This Film Made Me Happy: A Review of HappyThankYouMorePlease

This film made me happy. Thank you. And, if possible, I'd like more please.

Now that I've gotten that out of the way, I can proceed with this review.

HappyThankYouMorePlease is a wholly delightful film, which is exactly what it sets out to be. It is funny, endearing, touching, and saccharine sweet in a wonderful way. Other films this sweet may be too much to handle. HappyThankYouMorePlease somehow pulls it off.

It does this by being honest about its belief that there's no reason not to be happy.

HappyThankYouMorePlease is a cry against cynicism, a quality which some claim defines today's twenty-somethings. This is a film that says, "Yeah. I get it. You're cynical about life.

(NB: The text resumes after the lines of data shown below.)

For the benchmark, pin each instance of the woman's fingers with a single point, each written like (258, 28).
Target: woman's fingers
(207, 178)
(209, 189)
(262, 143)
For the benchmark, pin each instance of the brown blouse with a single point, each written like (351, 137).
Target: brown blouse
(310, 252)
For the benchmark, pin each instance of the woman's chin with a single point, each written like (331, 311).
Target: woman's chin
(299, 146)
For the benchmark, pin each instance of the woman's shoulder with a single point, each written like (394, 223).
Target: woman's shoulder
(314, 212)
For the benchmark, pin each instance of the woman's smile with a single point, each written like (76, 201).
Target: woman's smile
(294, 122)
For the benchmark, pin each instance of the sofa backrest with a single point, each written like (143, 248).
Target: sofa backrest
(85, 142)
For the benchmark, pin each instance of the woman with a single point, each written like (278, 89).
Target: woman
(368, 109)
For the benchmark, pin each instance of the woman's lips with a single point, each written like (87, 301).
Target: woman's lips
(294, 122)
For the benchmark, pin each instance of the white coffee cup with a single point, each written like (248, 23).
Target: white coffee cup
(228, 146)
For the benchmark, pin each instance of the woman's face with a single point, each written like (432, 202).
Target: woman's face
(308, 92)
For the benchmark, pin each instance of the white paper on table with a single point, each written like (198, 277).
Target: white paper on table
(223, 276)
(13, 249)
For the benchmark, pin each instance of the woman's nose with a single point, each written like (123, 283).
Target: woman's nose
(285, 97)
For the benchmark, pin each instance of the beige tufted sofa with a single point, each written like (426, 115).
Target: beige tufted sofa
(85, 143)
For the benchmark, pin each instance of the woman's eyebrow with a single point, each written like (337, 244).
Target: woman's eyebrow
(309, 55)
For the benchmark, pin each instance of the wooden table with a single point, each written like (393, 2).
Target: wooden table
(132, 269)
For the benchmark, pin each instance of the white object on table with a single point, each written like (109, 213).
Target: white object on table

You may have good reason to be, but really you've got it pretty good, all things considered, and even if you don't, life is much better lived happy. Choose happiness, and you'll find it everywhere you look."

The story centers on a group of interconnected friends living in New York City. They help each other through the travails of life as only friends can. That may sound like a "been there, done that" kind of premise, and honestly, it is, but HappyThankYouMorePlease, like the twenty-somethings it portrays, is charming in its earnestness if not in its novelty.

Undergirding the entire narrative is the conviction that people are worthy of love, both to love and to be loved. That is a beautiful conviction out of which to live. That is the beautiful, mysterious conviction at the heart of the gospel as well—because God loves the world, God saves the world. Too often and by too many people, we have been told that we are somehow broken, dirty, undesirable, and unworthy of love. This is simply not true. We have not fallen into mud that decomposes our bones and makes us unattractive; we have been raised from the muck and made alive by a holy kiss. God loves. God loves. God loves. Believe it.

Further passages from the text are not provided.